Literature, film and visual art is replete with discussions of thanatic themes ranging from Ai Wei Wei’s art installations capturing the perilous journeys undertaken by refugees to Alejandro Gonzalez Inarritu’s 2010 film Biutiful, from Edwidge Danticat’s depiction of migrating living bodies that are neither dead nor alive but remain in oceanic limbo in her short story « Children of the Sea » to Michael Ondaatje’s forensic fiction Anil’s Ghost (2000). What happens when bodies are refused repatriation? The concluding scenes of Kamila Shamsie’s novel Home Fire (2017) depicts the intersections of belonging and citizenship in death when her heroine Aneeka sits in a park in Karachi defying the gendered norms of Muslim burial, demanding her brother Parvez’s remains be repatriated to the UK for a proper burial in defiance of his characterisation as a terrorist by the British government.
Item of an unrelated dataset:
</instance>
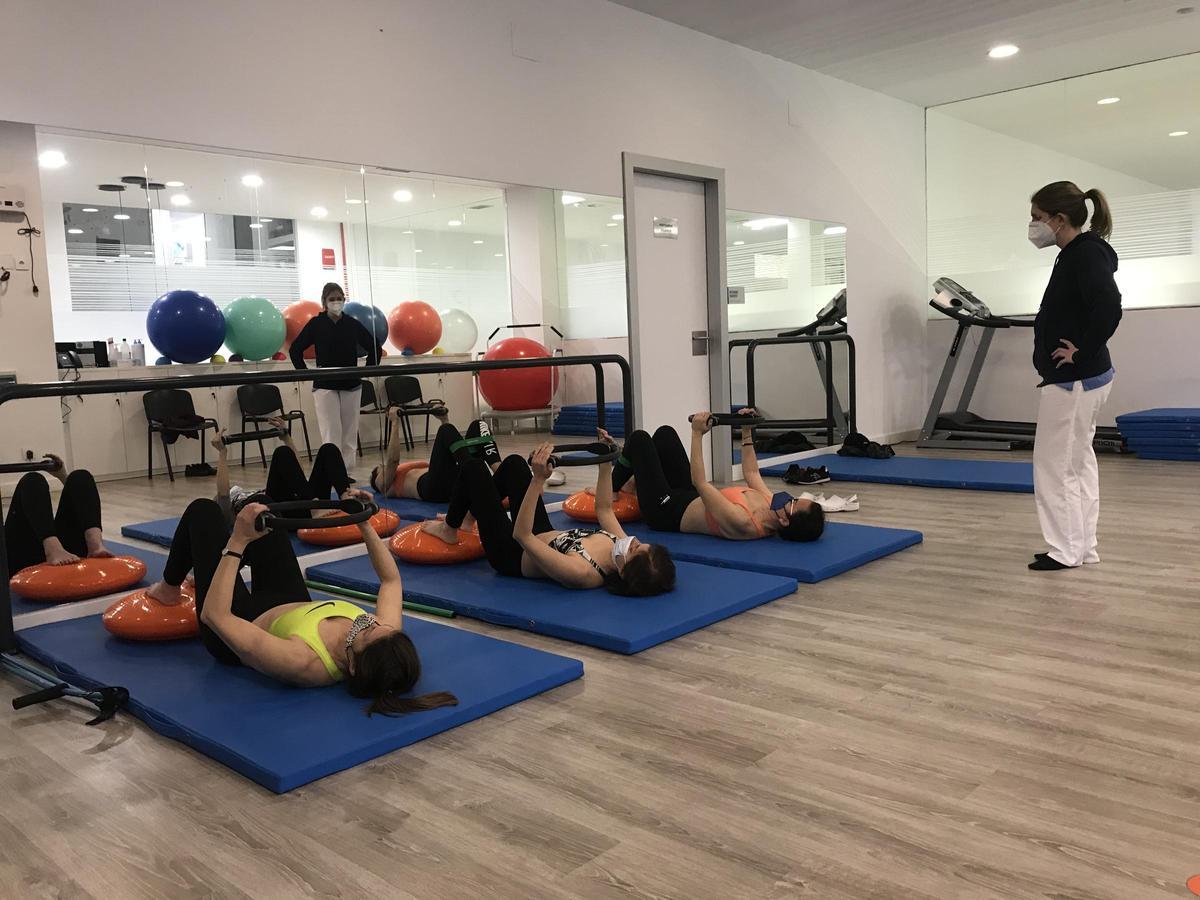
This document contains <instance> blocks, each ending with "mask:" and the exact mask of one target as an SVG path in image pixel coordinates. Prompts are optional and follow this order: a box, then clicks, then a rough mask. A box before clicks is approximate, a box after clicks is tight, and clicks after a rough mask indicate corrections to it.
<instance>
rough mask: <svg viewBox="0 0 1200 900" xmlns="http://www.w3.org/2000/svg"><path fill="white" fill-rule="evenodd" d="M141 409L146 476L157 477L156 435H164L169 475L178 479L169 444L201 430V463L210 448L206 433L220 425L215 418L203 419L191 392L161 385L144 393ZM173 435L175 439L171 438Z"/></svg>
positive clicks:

Similarly, the dumping of bodies overboard in neo slave narratives like Fred D’Aguiar’s Feeding the Ghosts (1997), or the Franco-Senegalese supernatural drama Atlantique (2019) by Mati Diop where the refugee crisis is symbolized by the spirits of the migrants lost at sea which return to take possession of the inhabitants in the African homeland, raise questions about the political, social and emotional impacts of such acts on communities as well as individuals. Though questions of the circulation and repatriation of migrant bodies can be found as far back as oral literature and folktales, little critical attention has been paid to this aspect of migration. « Thanatic Ethics » hopes to fill this lacuna.